There's an idea in the technical world called Service Oriented Architecture. It's a pretty widely recognized as a good way of building big, complex systems in a reliable way and crucially with reusable components. Famously, Amazon's Jeff Bezos realised the value of this approach and as a consequence something like 100 separate services are used to render a typical product page on Amazon.com.
Wikipedia defines SOA as:
A service-oriented architecture (SOA) is an architectural pattern in computer software design in which application components provide services to other components via a communications protocol, typically over a network. The principles of service-orientation are independent of any vendor, product or technology.
Over the past few months I've been noodling on the idea of Service Oriented Astronomy, my working definition is something like this:
Service oriented astronomy (SOA) is an approach whereby researchers develop novel methods for common (or specialist) data analysis tasks that are shared as hosted services with their peers.
In this post I'm going to try and convince you why SOA (of the Astronomy kind) might be a good idea.
In 2020, following more than two decades of planning and construction the Large Synoptic Survey Telescope (LSST) will see first light.

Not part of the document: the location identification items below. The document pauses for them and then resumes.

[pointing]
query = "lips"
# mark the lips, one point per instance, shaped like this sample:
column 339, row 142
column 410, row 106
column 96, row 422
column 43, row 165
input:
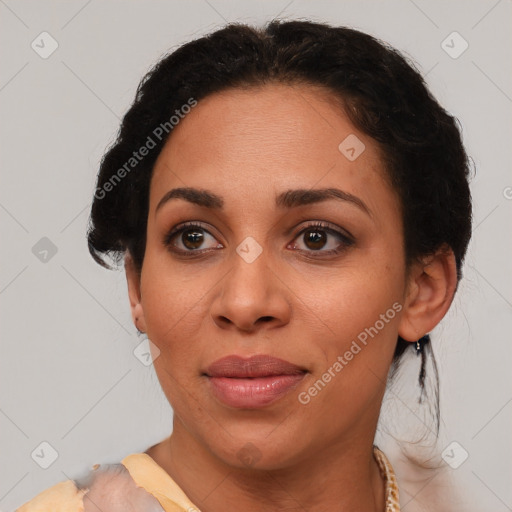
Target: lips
column 253, row 382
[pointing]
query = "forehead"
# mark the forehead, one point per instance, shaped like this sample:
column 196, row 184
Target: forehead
column 268, row 138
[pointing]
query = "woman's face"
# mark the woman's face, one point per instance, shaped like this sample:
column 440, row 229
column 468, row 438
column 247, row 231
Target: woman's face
column 257, row 277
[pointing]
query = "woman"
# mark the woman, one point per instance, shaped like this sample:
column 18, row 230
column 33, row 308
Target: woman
column 293, row 212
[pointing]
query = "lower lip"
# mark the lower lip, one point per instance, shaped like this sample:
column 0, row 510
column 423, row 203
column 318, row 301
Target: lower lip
column 253, row 393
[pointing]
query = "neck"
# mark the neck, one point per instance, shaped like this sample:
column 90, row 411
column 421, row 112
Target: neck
column 346, row 477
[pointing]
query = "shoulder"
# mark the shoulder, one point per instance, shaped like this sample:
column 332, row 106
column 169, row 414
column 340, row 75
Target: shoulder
column 62, row 497
column 138, row 481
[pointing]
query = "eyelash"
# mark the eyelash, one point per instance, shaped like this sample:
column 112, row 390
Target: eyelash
column 346, row 239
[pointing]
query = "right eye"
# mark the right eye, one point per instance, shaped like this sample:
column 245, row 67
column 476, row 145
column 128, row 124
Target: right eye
column 189, row 237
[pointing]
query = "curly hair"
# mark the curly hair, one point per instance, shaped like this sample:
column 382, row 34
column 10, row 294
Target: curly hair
column 381, row 92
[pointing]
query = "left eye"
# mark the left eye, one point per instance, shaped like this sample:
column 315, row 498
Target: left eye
column 321, row 238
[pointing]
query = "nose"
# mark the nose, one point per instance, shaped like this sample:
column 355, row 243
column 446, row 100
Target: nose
column 251, row 297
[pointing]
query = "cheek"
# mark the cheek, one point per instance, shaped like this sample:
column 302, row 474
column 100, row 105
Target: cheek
column 173, row 307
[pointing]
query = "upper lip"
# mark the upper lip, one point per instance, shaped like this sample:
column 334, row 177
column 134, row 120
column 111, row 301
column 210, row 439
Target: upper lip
column 254, row 366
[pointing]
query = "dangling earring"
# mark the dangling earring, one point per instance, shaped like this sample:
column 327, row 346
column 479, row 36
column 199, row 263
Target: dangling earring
column 420, row 344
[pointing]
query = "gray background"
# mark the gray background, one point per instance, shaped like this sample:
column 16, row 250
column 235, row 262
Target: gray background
column 69, row 376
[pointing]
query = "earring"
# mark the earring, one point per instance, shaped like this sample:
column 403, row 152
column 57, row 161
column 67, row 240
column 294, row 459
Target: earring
column 420, row 344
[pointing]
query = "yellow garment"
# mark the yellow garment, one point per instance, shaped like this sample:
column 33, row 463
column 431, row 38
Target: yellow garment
column 147, row 474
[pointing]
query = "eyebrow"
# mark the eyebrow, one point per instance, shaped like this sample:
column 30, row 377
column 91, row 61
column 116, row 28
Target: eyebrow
column 287, row 199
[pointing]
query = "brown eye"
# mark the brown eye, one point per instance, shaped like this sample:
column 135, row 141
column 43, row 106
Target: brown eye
column 320, row 239
column 192, row 238
column 314, row 238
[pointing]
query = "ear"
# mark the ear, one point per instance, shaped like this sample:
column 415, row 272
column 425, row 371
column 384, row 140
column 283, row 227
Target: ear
column 133, row 280
column 431, row 286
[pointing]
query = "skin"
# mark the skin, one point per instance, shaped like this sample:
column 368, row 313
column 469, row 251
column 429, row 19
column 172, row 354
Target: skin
column 293, row 302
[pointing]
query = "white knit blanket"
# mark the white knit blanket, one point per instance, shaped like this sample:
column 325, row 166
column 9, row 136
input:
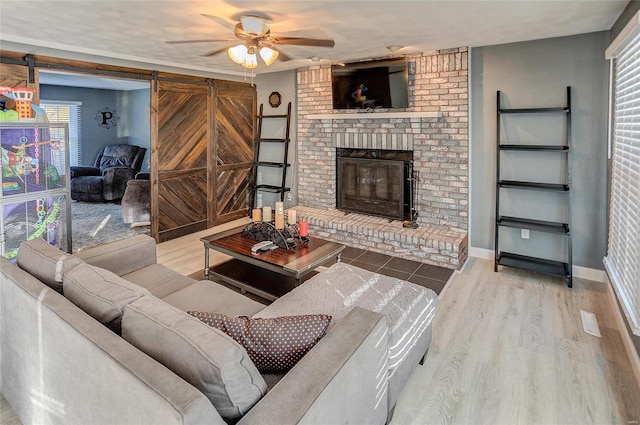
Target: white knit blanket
column 409, row 308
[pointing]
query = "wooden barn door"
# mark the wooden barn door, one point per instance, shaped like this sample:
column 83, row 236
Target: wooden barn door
column 179, row 194
column 235, row 109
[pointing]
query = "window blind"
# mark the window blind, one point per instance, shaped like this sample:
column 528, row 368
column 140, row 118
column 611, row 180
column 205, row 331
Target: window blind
column 623, row 254
column 67, row 112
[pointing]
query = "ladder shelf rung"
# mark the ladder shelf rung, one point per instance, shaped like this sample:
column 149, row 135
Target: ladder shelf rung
column 554, row 187
column 267, row 140
column 531, row 224
column 540, row 265
column 533, row 110
column 273, row 116
column 551, row 148
column 271, row 188
column 272, row 164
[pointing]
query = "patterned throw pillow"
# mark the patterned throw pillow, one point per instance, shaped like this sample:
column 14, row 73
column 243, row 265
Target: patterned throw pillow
column 274, row 345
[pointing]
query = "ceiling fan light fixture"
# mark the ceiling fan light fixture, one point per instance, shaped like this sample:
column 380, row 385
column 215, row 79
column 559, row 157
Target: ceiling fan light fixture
column 254, row 25
column 268, row 55
column 238, row 53
column 250, row 61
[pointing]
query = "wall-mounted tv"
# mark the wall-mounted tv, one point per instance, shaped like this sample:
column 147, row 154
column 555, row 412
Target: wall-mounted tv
column 371, row 84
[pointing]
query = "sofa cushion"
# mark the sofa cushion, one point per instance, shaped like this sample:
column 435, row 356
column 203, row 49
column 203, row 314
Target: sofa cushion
column 274, row 345
column 100, row 293
column 45, row 262
column 205, row 357
column 206, row 295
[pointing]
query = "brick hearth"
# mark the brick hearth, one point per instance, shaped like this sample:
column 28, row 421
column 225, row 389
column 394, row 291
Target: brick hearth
column 444, row 248
column 438, row 82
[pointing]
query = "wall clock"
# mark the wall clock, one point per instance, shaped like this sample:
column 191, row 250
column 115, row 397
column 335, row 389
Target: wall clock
column 275, row 99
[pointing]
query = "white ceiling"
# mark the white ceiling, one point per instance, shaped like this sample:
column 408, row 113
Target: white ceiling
column 136, row 30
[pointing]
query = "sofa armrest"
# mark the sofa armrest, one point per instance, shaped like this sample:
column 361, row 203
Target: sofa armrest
column 82, row 170
column 115, row 181
column 343, row 379
column 122, row 257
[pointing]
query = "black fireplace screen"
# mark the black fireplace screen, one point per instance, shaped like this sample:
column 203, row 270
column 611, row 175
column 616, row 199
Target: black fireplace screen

If all goes to plan then shortly afterwards it will enter survey mode and will begin producing vast quantities of data1.
Most of the headlines about LSST are focussed on the data products: A continual 'Level 1' alert stream of things (transients) that have changed since that area of the sky was last observed and an annual 'Level 2' data releases of calibrated images. Having at least three 'Vs' (Volume, Velocity and Variety) considered defining characteristics, LSST is generally considered a 'Big Data' project2. For me though, the most exciting part of LSST isn't that it's big data, it's a combination of the following factors:
Doing things live is hard. Especially if you want to be responsive (and timely) to potentially interesting events.
A large number of the events being produced are likely to be of little interest to any single individual/research group.
It's big enough that most of us are woefully unprepared to deal with the data volume
LSST isn't Facebook/Google 'big' but it's certainly big enough to present difficulties given that the vast majority of us have never received any formal training in software development. Building fast, scalable and reliable tools for processing LSST datasets is not something we'll likely to find easy.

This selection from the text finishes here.